SMA can be hard to diagnose because the symptoms are quite similar to other conditions.

Over a period of time, doctors may order several diagnoses which help them determine that the child is suffering from SMA.

These diagnoses are mostly blood tests to check creatine kinase (CK), nerve tests such as an electromyogram (EMG), and muscle tissue biopsy, among others.


There is no cure for SMA. Treatment depends upon the type of SMA, and the patient’s symptoms.

Among the medicines for SMA’s treatment is Nusinersen. A different medication, Risdaplam, helps adults and children older than two months. Taken daily, Risdaplam is administered orally. Patients have to continue taking these medicines for life.

Why is Zolgensma the costliest injection?

The latest drug available for SMA-1, administered intravenously, is onasemnogene abeparvovec-xioi (Zolgensma), the costliest in the world.

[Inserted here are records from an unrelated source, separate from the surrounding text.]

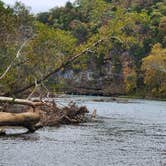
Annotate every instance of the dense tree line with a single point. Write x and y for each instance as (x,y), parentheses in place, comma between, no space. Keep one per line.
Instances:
(129,56)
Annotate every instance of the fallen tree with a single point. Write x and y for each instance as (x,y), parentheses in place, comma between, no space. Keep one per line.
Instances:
(28,120)
(38,114)
(20,101)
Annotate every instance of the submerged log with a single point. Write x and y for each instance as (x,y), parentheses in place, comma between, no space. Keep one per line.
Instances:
(20,101)
(28,120)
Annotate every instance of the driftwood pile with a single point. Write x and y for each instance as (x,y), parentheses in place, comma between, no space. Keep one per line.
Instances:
(36,114)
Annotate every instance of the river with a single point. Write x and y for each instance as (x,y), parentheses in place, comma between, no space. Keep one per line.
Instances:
(124,134)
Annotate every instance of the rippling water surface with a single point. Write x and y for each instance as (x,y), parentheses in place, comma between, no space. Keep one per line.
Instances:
(125,134)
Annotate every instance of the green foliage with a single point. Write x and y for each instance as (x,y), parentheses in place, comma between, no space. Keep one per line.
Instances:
(129,30)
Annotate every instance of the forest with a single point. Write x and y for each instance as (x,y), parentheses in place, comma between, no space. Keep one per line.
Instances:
(97,47)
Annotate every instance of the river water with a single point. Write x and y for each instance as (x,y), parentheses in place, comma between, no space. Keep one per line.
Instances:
(125,134)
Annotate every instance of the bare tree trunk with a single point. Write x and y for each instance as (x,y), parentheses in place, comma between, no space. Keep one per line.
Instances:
(27,120)
(20,101)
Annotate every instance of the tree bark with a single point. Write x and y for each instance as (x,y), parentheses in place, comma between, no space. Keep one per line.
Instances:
(27,120)
(20,101)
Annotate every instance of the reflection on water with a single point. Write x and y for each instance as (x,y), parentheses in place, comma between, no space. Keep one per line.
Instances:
(125,134)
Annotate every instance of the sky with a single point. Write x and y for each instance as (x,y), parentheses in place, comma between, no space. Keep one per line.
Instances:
(39,5)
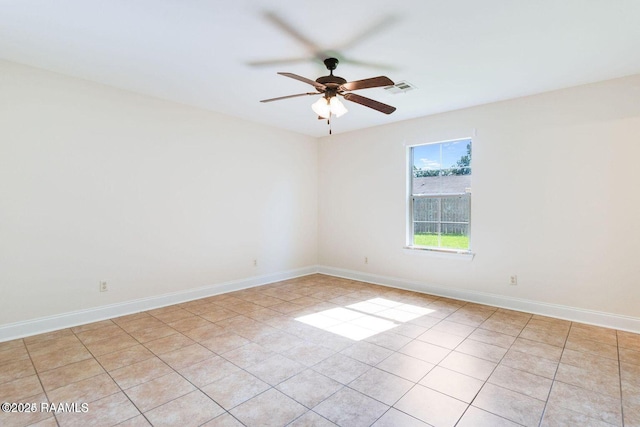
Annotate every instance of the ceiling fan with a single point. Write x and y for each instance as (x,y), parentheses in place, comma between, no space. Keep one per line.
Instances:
(331,86)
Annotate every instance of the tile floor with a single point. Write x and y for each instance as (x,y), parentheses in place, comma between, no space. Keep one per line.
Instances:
(323,351)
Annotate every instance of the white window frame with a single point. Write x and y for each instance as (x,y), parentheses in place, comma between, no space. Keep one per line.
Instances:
(411,197)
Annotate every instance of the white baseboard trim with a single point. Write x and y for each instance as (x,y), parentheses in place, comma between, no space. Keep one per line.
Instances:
(80,317)
(608,320)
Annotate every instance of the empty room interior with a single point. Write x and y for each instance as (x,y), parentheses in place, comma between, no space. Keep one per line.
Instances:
(431,218)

Ellen has been infused with Zolgensma.

Zolgensma is designed to target the genetic root cause of SMA with a one-time-only dose. It replaces the missing or non-working survival motor neuron 1 (SMN1) gene.

The new gene tells motor neuron cells to produce more survival motor neuron (SMN) protein. Motor neuron cells need SMN protein to survive and support muscle functions.

This drug was first approved on May 24, 2019, by the US Food and Drug Administration. The Wholesale Acquisition Cost of Zolgensma is $2.125 million — ₹16.9 crore, according to Novartis, the US-based Swiss biopharmaceutical company that manufactures the drug.

The cost of this drug is high because of the small market size and its potential to save lives.

The price per patient for an orphan drug — a drug for a rare disease — is often much higher, because of the fixed research and development costs.

Clinical research of rare diseases requires significant investments and due to limited return from the drugs, its costs are high.